Meantime, Prime Minister (PM) Johnson’s position continues to be under pressure as the Labour Party takes a lead across multiple polls. There are several reports in the press about politicians preparing themselves for a leadership battle. If the loss in the polls also continues this could add uncertainty to the Sterling next year.
This morning, the latest UK labour-market report recorded a larger than expected decline in jobless claims with the unemployment rate declining to 4.2% from 4.3%. While headline average earnings slowed to 4.9% from 5.8%, but above expectations of 4.6%.

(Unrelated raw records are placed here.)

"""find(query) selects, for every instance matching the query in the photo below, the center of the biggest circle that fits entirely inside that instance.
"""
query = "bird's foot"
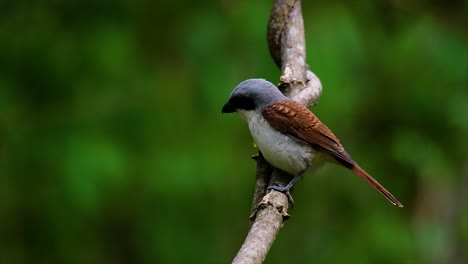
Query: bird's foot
(285, 190)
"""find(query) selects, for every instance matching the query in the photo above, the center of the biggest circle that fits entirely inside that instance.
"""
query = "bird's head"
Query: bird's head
(253, 95)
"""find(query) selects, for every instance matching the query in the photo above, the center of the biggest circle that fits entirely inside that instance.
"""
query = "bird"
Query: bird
(290, 136)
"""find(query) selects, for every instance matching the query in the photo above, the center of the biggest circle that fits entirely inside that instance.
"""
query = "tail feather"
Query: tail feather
(374, 183)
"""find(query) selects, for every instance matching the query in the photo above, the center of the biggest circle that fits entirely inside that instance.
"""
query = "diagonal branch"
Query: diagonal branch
(286, 42)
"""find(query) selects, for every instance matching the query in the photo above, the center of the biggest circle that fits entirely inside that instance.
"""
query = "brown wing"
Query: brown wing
(296, 120)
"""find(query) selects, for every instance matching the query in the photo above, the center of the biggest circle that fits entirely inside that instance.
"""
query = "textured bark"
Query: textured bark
(286, 43)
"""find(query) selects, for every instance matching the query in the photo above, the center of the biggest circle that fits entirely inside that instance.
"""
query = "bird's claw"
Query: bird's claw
(285, 190)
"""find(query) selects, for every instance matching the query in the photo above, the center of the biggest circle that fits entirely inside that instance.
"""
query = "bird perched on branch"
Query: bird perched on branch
(290, 136)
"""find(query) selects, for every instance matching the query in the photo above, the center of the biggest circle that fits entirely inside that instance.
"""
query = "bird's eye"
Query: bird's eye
(243, 103)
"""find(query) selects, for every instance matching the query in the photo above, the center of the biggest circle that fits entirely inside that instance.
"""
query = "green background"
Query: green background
(113, 148)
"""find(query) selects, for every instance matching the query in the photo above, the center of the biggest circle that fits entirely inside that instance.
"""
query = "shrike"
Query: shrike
(289, 135)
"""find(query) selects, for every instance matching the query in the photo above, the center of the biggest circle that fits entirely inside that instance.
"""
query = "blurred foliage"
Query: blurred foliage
(113, 148)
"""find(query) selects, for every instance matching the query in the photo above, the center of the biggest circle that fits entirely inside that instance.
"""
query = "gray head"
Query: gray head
(253, 94)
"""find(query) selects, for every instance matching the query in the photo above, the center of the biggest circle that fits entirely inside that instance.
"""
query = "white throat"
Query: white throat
(281, 150)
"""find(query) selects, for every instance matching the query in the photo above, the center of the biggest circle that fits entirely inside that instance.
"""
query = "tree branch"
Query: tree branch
(286, 42)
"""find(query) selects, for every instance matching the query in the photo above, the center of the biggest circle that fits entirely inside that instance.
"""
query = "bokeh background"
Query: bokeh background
(113, 148)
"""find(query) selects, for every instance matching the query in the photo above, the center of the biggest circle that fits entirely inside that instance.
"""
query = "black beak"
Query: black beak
(228, 108)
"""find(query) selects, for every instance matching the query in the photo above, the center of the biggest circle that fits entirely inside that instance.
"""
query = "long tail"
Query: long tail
(374, 183)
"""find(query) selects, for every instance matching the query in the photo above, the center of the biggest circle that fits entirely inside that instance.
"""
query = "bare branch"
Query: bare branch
(286, 43)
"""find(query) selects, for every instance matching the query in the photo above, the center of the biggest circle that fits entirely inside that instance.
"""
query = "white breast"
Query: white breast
(280, 150)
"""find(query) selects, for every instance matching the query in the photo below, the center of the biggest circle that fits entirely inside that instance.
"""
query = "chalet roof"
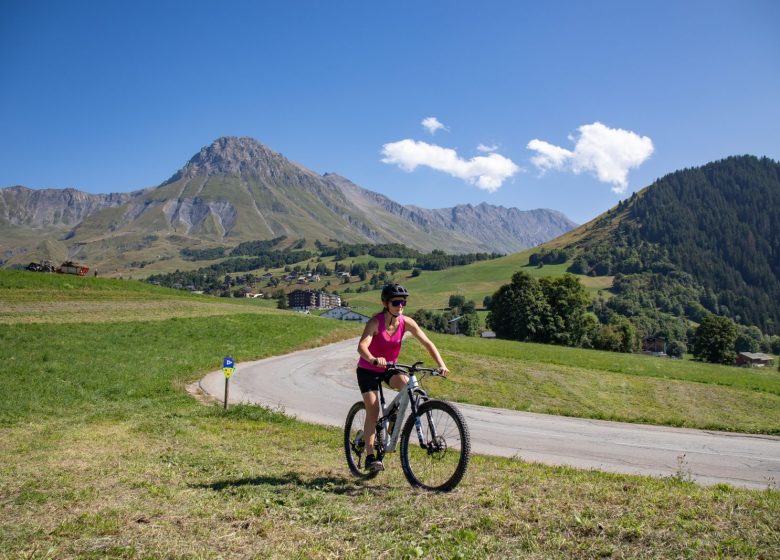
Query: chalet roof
(756, 356)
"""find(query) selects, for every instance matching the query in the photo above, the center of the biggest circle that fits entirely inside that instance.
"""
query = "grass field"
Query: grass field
(104, 454)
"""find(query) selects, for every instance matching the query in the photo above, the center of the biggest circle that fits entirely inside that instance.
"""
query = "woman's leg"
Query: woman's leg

US Dollar Remains Supported ahead of the Federal Reserve (Fed) Meeting
The US Dollar remained well supported ahead of the Federal Open Market Committee’s (FOMC) two-day policy meeting to conclude on Wednesday. The Fed is still expected to accelerate the pace of tapering its asset purchase programme which would enable asset purchase to end in spring – paving the way for an interest rate increase in March.

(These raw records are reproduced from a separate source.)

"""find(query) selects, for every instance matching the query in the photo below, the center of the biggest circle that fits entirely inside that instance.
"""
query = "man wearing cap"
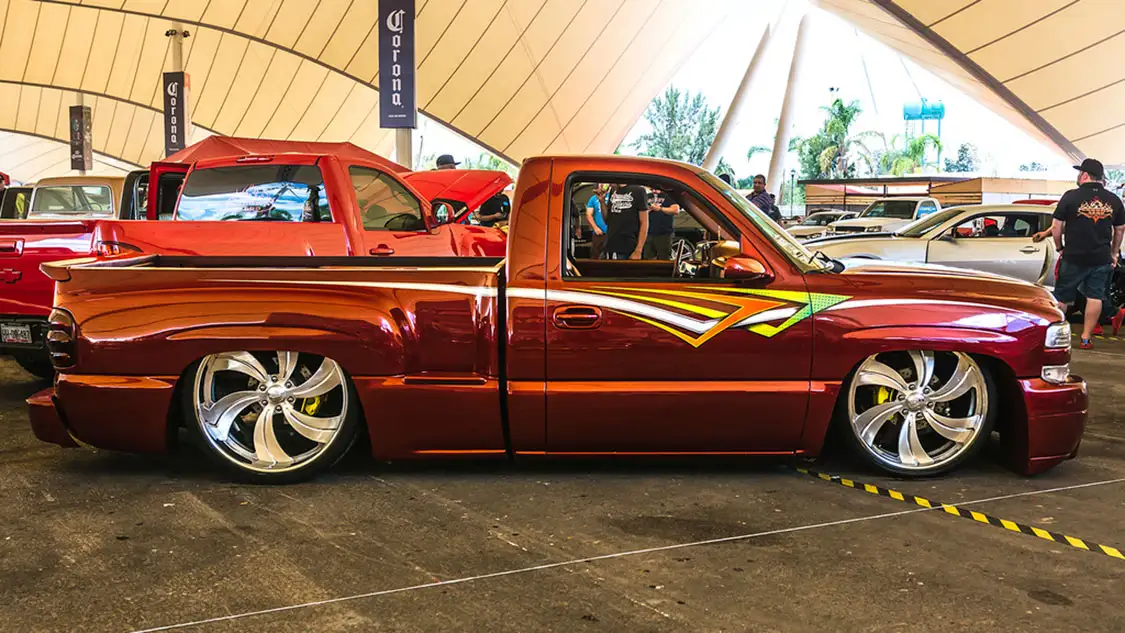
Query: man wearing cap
(1092, 220)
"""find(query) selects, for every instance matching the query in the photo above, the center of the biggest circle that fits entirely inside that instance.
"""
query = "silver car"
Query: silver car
(989, 237)
(816, 224)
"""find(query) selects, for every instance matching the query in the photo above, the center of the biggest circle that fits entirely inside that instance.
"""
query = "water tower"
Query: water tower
(916, 114)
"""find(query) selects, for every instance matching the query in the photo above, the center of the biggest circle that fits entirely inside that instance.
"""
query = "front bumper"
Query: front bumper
(1055, 419)
(119, 413)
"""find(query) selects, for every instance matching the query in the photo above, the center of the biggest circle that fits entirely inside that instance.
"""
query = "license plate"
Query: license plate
(16, 334)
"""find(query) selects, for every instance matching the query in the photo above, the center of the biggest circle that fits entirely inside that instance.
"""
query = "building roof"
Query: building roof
(1050, 66)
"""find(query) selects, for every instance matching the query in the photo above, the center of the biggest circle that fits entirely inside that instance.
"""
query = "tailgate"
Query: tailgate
(25, 291)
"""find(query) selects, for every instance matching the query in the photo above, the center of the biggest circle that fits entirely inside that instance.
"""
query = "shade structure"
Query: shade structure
(520, 77)
(1050, 66)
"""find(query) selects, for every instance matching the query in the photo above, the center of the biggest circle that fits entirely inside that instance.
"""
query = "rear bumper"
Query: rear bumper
(118, 413)
(1055, 422)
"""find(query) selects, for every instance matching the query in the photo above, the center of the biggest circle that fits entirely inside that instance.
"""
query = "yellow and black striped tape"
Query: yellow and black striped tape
(979, 517)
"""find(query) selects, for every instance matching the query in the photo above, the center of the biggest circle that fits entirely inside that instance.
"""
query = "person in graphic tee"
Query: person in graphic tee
(662, 211)
(1090, 222)
(596, 220)
(626, 223)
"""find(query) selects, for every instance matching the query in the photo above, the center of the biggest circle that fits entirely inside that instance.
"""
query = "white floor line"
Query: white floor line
(608, 557)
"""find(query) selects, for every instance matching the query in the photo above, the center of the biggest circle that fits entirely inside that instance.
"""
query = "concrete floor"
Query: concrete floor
(93, 541)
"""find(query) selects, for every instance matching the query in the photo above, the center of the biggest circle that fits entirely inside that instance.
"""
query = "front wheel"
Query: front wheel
(919, 413)
(270, 417)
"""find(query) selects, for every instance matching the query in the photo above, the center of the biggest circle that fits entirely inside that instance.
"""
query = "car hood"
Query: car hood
(469, 187)
(932, 281)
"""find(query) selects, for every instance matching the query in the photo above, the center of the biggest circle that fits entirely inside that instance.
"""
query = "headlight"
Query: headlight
(1055, 374)
(1058, 336)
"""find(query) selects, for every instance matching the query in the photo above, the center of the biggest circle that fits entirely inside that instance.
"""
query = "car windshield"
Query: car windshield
(779, 236)
(72, 200)
(923, 226)
(820, 219)
(901, 209)
(254, 192)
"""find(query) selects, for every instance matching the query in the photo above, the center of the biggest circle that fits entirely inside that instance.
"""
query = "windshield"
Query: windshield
(72, 200)
(820, 219)
(254, 192)
(923, 226)
(779, 236)
(901, 209)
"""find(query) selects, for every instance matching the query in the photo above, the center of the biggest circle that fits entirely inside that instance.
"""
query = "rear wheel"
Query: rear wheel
(919, 413)
(271, 417)
(36, 363)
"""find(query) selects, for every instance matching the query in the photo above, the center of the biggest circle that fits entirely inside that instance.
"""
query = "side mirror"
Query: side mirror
(746, 269)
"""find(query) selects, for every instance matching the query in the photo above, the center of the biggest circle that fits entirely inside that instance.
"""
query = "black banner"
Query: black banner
(81, 137)
(397, 87)
(177, 117)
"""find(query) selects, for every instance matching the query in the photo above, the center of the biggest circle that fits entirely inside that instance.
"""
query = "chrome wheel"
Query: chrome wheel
(270, 412)
(918, 412)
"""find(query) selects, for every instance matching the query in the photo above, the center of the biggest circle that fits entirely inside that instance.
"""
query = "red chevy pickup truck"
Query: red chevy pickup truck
(749, 344)
(279, 198)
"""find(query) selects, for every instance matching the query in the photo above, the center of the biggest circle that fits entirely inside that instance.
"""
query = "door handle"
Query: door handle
(577, 317)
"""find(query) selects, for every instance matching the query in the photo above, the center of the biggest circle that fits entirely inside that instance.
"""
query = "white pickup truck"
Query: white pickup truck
(887, 215)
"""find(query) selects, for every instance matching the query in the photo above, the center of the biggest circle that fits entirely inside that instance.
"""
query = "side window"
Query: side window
(384, 202)
(997, 226)
(608, 238)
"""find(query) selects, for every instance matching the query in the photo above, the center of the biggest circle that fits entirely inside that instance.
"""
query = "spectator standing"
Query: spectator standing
(1092, 222)
(660, 225)
(596, 220)
(626, 222)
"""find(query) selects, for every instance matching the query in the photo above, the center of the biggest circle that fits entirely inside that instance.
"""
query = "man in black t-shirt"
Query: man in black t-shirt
(627, 223)
(660, 219)
(1092, 222)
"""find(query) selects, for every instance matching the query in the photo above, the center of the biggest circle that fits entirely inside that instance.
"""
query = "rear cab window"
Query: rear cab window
(262, 192)
(72, 200)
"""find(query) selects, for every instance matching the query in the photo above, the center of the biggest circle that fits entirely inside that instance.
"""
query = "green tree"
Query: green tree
(968, 160)
(683, 127)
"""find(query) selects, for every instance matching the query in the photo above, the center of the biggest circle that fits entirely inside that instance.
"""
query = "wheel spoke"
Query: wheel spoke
(959, 430)
(267, 448)
(287, 362)
(964, 378)
(221, 415)
(243, 362)
(870, 422)
(924, 367)
(876, 373)
(325, 379)
(318, 430)
(910, 450)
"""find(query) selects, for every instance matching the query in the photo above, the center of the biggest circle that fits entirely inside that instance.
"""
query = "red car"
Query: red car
(266, 191)
(748, 345)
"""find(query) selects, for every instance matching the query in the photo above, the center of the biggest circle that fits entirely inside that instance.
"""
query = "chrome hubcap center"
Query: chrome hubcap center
(276, 394)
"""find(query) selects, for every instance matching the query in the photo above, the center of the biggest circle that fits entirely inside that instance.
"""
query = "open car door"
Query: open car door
(470, 188)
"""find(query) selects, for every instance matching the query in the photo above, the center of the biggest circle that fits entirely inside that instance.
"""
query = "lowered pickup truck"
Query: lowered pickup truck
(747, 345)
(250, 197)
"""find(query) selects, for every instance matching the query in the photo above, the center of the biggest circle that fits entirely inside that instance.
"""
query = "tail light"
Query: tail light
(62, 334)
(113, 249)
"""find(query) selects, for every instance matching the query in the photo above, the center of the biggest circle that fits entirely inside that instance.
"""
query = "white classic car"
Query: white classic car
(988, 237)
(887, 215)
(816, 224)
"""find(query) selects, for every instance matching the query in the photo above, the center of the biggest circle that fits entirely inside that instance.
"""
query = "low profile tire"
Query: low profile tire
(270, 417)
(919, 414)
(37, 364)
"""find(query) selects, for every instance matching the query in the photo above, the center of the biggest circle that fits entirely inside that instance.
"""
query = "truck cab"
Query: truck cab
(887, 215)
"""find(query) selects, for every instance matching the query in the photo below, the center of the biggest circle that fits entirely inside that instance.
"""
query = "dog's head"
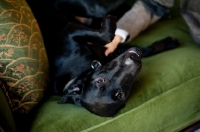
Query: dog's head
(104, 90)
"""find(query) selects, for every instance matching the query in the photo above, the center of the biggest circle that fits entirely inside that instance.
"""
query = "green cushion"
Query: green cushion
(23, 59)
(166, 92)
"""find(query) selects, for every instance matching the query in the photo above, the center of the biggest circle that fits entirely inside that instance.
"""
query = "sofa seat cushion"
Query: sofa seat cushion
(166, 92)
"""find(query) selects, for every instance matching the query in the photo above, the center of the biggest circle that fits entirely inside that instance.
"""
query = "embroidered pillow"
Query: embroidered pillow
(23, 58)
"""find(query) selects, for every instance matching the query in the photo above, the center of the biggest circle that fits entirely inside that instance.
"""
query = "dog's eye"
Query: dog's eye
(120, 95)
(101, 89)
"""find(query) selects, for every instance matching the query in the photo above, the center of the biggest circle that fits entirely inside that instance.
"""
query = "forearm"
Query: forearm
(140, 17)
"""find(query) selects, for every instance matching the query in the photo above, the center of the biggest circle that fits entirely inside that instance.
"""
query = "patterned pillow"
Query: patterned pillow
(23, 58)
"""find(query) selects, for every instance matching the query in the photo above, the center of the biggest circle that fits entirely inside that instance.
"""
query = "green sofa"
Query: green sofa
(165, 96)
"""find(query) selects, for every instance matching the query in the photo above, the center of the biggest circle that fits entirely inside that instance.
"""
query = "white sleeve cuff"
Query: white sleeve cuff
(122, 33)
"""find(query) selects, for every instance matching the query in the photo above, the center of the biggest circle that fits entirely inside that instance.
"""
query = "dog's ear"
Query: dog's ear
(70, 99)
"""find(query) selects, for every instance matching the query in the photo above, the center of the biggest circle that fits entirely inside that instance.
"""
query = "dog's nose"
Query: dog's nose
(135, 51)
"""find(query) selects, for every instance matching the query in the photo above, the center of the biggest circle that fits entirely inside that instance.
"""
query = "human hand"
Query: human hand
(110, 47)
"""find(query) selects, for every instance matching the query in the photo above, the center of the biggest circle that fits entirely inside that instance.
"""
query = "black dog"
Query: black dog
(79, 71)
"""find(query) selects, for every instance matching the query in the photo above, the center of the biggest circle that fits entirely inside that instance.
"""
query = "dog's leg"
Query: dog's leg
(155, 48)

On Monday, the US Dollar Index moved higher towards the mid-96.00 level as the risk-averse market environment seemed to be helping the greenback find demand as market sentiments remain subdued. It was also reported that at least 20 manufacturing companies in China’s Zhejiang province have shut down their operations due to the spread of Omicron.
Looking at the economic calendar today, investors’ attention will turn to November’s Producer Price Data for signs that inflationary pressures are easing.
Meanwhile, the NFIB small business survey for November will provide an update on business confidence.
Tensions Rapidly Escalate between the EU and Russia
The Euro came under some pressure yesterday amid increased tensions between Russia and the EU over the Ukrainian border. Russia threatens to deploy intermediate-range nuclear missiles in Europe should NATO fail to rule out using them.
Yesterday, EU chiefs and Boris Johnson warned Moscow that it would face serious consequences if it were to invade Ukraine with growing convictions within the EU that Russia is preparing for an all-out war. In response, the EU has agreed to impose sanctions on the Wagner Group, a Russian private military firm.
In addition, there are increasing concerns over the possible rapid spread of Omicron across the Eurozone, which could pose further risk to economic growth and recovery across the bloc.
Looking ahead to today, it is a baron Macroeconomic calendar for the Eurozone. Industrial production’s month-on-month (MoM) figures are due this morning, with the forecast for production figures to read 1.2% versus -0.2% previously. However, this is not expected to provide significant direction for the Euro.